ICS Legislative Agenda
Non-Discrimination and Co-Payment Issues:
Every General Assembly, the ICS establishes our own initiatives that we would like to advance on behalf of the profession. The ICS has initiated legislation throughout this General Assembly, seeking to enact provisions that prevent health plans from discriminating against providers and limiting co-payments the plans may apply. We continue to receive substantial opposition on these issues. However, we continue to speak with legislators on addressing these very important matters.
Return to Play:
Additionally, this year we have filed legislation to allow chiropractic physicians the authority to remove a student-athlete from play and return an athlete to play as part of concussion management. Currently, under the School Code in Illinois, chiropractic physicians are not among the health care providers permitted to remove an athlete from activity for a possible concussion or certify a high school athlete to return to play, either after determining there is no concussion or after recovery from a concussion, even though these activities are within chiropractic physician scope under the Medical Practice Act.
For example, if a student suffered a concussion during an athletic event and a chiropractic physician were part of the healthcare team at the game, the chiropractic physician could not evaluate the student and determine the student should be removed, nor certify if the athlete is able to return to the game. A chiropractic physician also may not certify the student to return to the sport following recovery from a concussion. Under the existing law, the only persons that may certify return to play are medical doctors, doctors of osteopathic medicine, physician assistants, nurse practitioners, and athletic trainers who are working under a medical doctor or doctor of osteopathic medicine. Our legislation to include chiropractic physicians is currently being opposed by a number of other provider groups, as well as the Illinois High School Association.
It is the stance of the ICS that chiropractic physicians are well educated and trained to evaluate and determine recovery from concussions. Additionally, under the Medical Practice Act of 1987 these activities are well within the scope of practice for a chiropractic physician.

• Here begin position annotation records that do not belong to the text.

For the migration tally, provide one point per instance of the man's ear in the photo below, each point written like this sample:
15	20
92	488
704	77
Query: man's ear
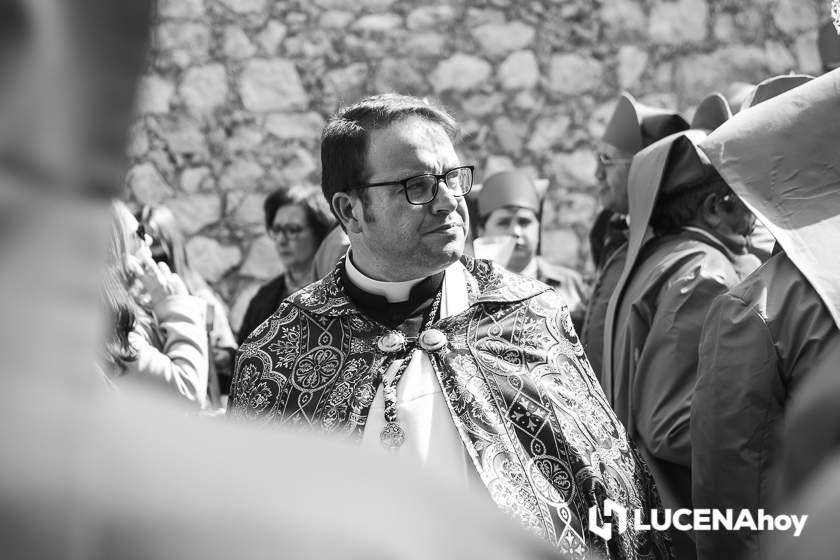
348	209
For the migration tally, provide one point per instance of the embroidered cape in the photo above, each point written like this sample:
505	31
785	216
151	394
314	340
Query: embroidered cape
521	393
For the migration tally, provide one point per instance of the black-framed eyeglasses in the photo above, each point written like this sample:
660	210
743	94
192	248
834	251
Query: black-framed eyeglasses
422	189
607	160
290	231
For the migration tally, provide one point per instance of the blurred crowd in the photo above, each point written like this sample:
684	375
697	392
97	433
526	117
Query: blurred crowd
704	350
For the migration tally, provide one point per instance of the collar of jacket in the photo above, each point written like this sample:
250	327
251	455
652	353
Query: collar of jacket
487	283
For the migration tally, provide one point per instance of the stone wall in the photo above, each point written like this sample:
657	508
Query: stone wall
237	92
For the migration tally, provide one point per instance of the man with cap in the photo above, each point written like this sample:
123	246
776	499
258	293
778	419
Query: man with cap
770	347
510	206
414	351
632	127
688	244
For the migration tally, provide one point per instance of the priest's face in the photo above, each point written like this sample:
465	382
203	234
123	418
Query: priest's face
392	239
612	173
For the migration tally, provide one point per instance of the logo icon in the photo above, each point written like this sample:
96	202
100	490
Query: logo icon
613	510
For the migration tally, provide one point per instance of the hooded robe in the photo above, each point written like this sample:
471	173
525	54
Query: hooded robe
769	351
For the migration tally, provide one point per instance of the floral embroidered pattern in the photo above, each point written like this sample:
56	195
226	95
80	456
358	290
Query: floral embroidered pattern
529	410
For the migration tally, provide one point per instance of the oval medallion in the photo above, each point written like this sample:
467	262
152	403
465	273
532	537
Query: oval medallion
392	435
391	341
432	340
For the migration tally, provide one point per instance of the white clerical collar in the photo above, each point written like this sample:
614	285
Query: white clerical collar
394	292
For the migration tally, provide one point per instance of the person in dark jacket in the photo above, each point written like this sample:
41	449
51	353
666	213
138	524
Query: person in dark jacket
763	419
632	127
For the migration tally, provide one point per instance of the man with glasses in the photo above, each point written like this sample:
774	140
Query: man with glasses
632	127
412	349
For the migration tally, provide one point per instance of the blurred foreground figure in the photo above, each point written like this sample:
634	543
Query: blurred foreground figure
411	349
168	247
509	210
631	128
88	474
770	347
161	345
688	244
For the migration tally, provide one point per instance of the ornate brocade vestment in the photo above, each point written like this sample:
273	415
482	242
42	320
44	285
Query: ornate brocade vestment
523	398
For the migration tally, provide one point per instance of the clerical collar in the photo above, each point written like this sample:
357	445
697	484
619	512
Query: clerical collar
393	292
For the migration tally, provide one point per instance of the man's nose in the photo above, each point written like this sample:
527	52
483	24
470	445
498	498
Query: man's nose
444	201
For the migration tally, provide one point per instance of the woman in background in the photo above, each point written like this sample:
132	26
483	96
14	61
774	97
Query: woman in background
304	231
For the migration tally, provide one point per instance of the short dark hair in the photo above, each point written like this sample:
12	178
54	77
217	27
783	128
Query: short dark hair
672	212
344	142
318	211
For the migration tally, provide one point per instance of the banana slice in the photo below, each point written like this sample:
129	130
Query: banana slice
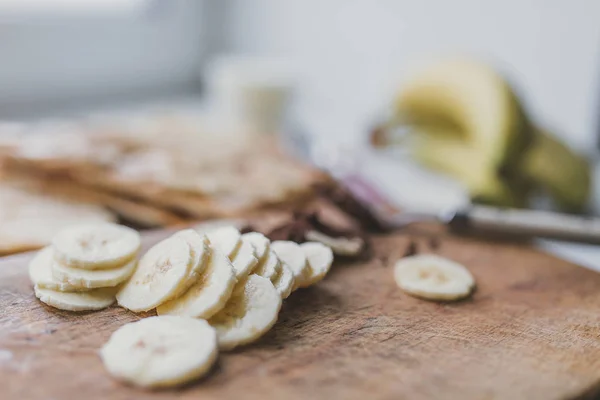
40	272
227	238
96	299
209	294
261	244
161	351
92	278
433	277
245	260
199	246
319	258
96	246
284	282
293	256
160	276
270	268
250	312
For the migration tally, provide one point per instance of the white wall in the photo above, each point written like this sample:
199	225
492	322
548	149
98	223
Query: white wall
352	54
49	58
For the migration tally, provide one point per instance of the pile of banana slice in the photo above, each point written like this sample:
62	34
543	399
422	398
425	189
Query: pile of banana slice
83	267
212	291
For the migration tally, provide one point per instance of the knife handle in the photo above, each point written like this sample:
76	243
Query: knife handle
525	223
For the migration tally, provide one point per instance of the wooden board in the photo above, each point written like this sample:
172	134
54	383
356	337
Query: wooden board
531	331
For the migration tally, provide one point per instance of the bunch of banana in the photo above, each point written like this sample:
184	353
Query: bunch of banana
465	120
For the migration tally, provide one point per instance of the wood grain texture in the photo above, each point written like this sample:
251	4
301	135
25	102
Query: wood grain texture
531	331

Therefore, the ICS filed the legislation to address this issue.
The legislation that has been filed is HB 4925 (Breen).
Other Legislative Initiatives
In addition to our own initiatives, the ICS follows several other legislative measures. We are currently tracking over 150 pieces of legislation. Here are a few of the initiatives we are following.
HB 4643 (Burke, D.)-Physical Therapists Authority to Diagnose:
This legislation would essentially allow physical therapists the ability to diagnose patients without a physician referral. The ICS is strongly opposed to this legislation because the ability to diagnose is a unique skill that only physicians have the extensive training and education to do. Physical therapists are educated and trained as technicians who are intended to carry out treatment for conditions that have been diagnosed by a physician. The ICS contends this skill cannot be taught retroactively or meaningfully added to a physical therapy curriculum. The ICS has already begun reaching out to legislators and legislative staff, informing them of our opposition. Several other health care provider groups are opposed to this legislation as well.

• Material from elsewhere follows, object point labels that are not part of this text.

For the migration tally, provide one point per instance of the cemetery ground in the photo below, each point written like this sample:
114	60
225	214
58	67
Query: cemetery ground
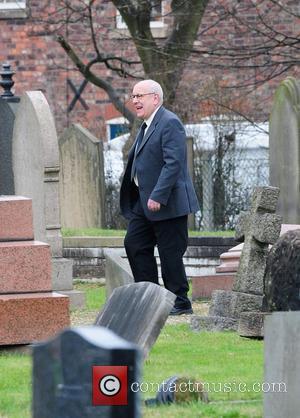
221	360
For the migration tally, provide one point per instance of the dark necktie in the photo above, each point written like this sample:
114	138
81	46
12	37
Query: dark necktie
138	143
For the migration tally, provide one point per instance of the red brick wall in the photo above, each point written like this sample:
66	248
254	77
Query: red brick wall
41	64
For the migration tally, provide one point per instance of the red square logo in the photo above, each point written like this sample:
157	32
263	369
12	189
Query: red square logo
110	385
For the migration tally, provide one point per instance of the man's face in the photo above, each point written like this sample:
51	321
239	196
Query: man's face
146	104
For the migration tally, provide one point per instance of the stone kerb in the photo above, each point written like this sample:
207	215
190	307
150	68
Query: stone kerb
82	190
285	148
117	271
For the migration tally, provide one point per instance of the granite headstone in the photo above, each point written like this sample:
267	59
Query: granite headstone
65	384
281	365
36	175
137	312
7	119
285	148
82	189
258	228
282	276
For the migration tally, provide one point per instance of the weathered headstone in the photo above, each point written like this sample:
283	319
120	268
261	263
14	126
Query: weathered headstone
82	189
137	312
36	175
29	311
282	365
259	228
67	385
285	148
282	277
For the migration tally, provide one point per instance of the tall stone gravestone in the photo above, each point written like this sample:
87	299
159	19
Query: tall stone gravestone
8	107
82	190
285	149
258	228
282	365
29	310
137	312
36	175
67	378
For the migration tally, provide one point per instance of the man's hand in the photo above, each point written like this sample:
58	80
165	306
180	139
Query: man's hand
153	206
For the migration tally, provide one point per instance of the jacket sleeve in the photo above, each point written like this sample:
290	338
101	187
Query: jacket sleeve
173	143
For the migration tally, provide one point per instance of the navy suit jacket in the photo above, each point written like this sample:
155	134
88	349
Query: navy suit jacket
161	168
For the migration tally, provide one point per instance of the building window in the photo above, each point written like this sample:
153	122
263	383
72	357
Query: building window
156	16
12	4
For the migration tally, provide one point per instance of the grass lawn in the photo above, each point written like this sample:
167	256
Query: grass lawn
221	360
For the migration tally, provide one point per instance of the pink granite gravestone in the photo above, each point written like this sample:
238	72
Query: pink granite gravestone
223	279
29	310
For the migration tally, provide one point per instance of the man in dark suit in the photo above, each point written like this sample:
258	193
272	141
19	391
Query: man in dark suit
157	195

HB 4820 (Fine)-Insurance and CPT® Codes:
This legislation prohibits an insurance company from rejecting a CPT® code without clear explanations for the reason of denial. This legislation is the initiative of the Illinois State Medical Society and was in response to a current issue involving mass claim denials by insurance companies. The ICS strongly supports this legislation.
SB 2460 (Morrison)- Concussions and Elementary Schools:
The legislation requires the Illinois Elementary School Association to approve 2 hours of concussion training for coaches, game officials, and non-licensed healthcare professionals. The training shall include evaluation, prevention, symptoms, risks, and long-term effects of concussions. The ICS is monitoring this legislation and looking for ways to advance our initiative related to this subject.
These are just a few examples of the many pieces of legislation we are currently following. We will continue to monitor any changes or new legislation that may impact chiropractic.
As always, the ICS will continue to advocate on your behalf and will keep its members updated as to any future developments.